# Finally,testing my black beans.



## readytogo (Apr 6, 2013)

Is been a year now that I canned this black beans; over white rice and steak
today and I don`t have to said nothing else, just a shot of olive oil and vinegar and wow, what a meal. Will be canning some more soon.
Desert was Coffee Cheesecake with Brandy on a crumb almond crust.:congrat:


----------



## Enchant18 (Feb 21, 2012)

Did you cook before canning and did you add anything?

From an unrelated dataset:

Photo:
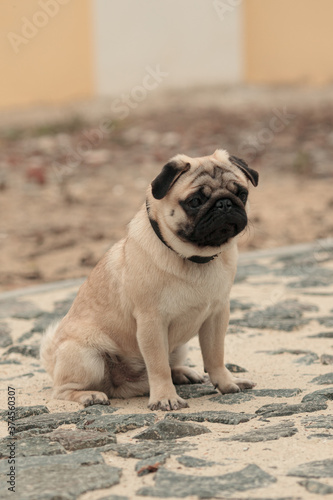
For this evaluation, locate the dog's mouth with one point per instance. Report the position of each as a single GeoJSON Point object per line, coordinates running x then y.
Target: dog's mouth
{"type": "Point", "coordinates": [216, 229]}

I haven't canned beans yet.


----------



## readytogo (Apr 6, 2013)

Enchant18 said:


> Did you cook before canning and did you add anything?
> 
> I haven't canned beans yet.


Yes, all cook ready to eat out of the jar, why waste time in preparing beans after canning them plain, just cooked them the way you like and canned them, just before serving add a little olive oil or vinegar for extra flavor, the trick here is to make sure they soak overnight so while canning they don`t absorb all the liquid during the process.
Let me know and good luck.
:beercheer:


----------



## readytogo (Apr 6, 2013)

*Squid in anchovy sauce over linguine*

Two large squids cut in rounds,1/2 sweet onion,6 garlic cloves,1 small can tomato paste,1 cup red wine,3 cups water or beer, pinch of hot pepper flakes, small can of anchovies.
All into a pressure cooker, cook under pressure for 10 minutes, no more, open cooker and finish in low heat to make sauce thicker or add more liquid if needed, taste for salt at this point because anchovies are salty, served over linguine and enjoy with a very cold beer or two or three or, well you get the point.
Ps. rice will be good too.:beercheer:


----------



## Enchant18 (Feb 21, 2012)

Thank you. That will be my after tomatoes project.


----------



## readytogo (Apr 6, 2013)

*left over black beans dinner and more.*

With the left over beans I render a little fresh pork fat from a ham that I started to cured and mix it in a heavy cast pot to make black beans and rice, like a jambalaya , another chunk of pork is roasting and since the oven is hot, made a German chocolate cake with espresso frosting, last night I also made a mango-pineapple-papaya sherbet,it should be set and readytogo for this hot Florida weather.


----------